二虎子深吸一口气,一屁股瘫坐在地上,就像一只斗败了的公鸡。
陶剑芳还牢牢记得陆九筒曾说过的话,陆九筒曾说:梅花钱庄的掌柜是梅如松。
可今天探访梅花钱庄,见到的却是马掌柜,这马掌柜和梅如松究竟是什么关系,究竟是不是同一个人。
这个问题,今天一直困扰着他。
陶剑芳开口问道:“梅花钱庄的掌柜和老板是谁?”
二虎子战战兢兢回道。
“小的来梅花钱庄,不多不少,整整九年了。”
“我只见过马掌柜,从不曾见过梅花钱庄的老板,只听说梅花钱庄的老板,姓梅。”
陶剑芳点点头,继续问道:“你可听说过一个叫梅如松的人,听说他也曾在梅花钱庄做过掌柜。”
二虎子摇摇头。
“在我来的时候,梅花钱庄的掌柜一直都是马掌柜。”
“从来不曾听说过梅掌柜,更没有听说过梅如松。”
陶剑芳长呼一口气,纳闷地道:“难道梅花钱庄的梅老板,从来就没有来过逍遥城?他对马掌柜就那么放心?”
二虎子还是一脸的懵。
“不瞒张楚先生,小的也曾纳闷过。”
“不过,这是人家梅老板自己考虑的事,小的只不过是一个伙计,只要能领到工钱就行。”
“其他的,小的不敢多想,也不敢多问。”
陶剑芳点点头,二虎子说的也不无道理。
陶剑芳又问了一个问题:“你可知道金银赌坊的赵老板?”
二虎子点点头。
“金银赌坊的赵老板在逍遥城可是无人不知,无人不晓。”
“他活着的时候,每个月都要到梅花钱庄一次。”
陶剑芳眼前一亮,“金银赌坊和梅花钱庄真的有合作。”
二虎子点点头道。
“赌坊和钱庄,本来就是天然的合作伙伴,赌坊是一本万利的生意,钱庄是万本一利的生意。”

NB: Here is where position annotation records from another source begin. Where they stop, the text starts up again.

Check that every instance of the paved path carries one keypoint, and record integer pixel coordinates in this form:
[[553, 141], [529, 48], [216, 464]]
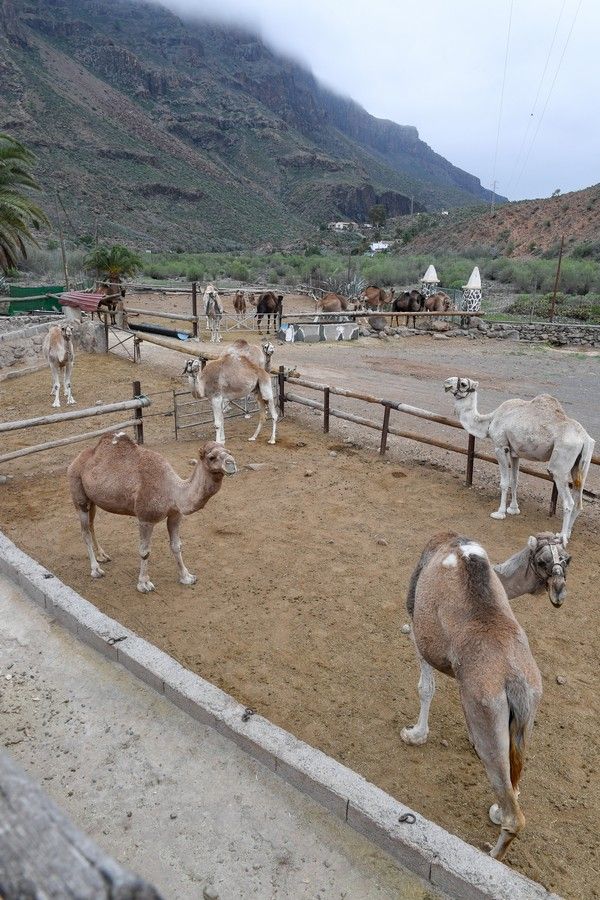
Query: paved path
[[167, 797]]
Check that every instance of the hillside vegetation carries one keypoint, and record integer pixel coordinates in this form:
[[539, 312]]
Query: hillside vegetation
[[163, 133]]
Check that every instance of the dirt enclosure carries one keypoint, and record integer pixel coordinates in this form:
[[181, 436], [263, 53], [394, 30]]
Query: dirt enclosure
[[303, 563]]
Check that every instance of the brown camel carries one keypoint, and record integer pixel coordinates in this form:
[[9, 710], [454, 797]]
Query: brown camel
[[120, 477], [463, 626]]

“赌坊需要钱,不管要多少钱,钱庄就敢借给他多少钱。”
“赌坊把赚了的钱存在钱庄,还可以获得利息,想存多少就可以存多少。”
“金银赌坊可是梅花钱庄在逍遥城最大的主顾,所以合作一向比较密切。”
陶剑芳点点头,“这么说来,赵老板和马掌柜也是老朋友啦。”
二虎子点点头,“当然,他们是很多年的老朋友了,赵老板死后,马掌柜还去祭拜了他。”
陶剑芳又问了一个问题,“赵老板死后,金银赌坊是什么时候开起来的。”
二虎子回道。
“赵老板死后,大约半个月左右,金银赌坊就又开起来了。”
“我听说,金银赌坊又有了一位新老板。”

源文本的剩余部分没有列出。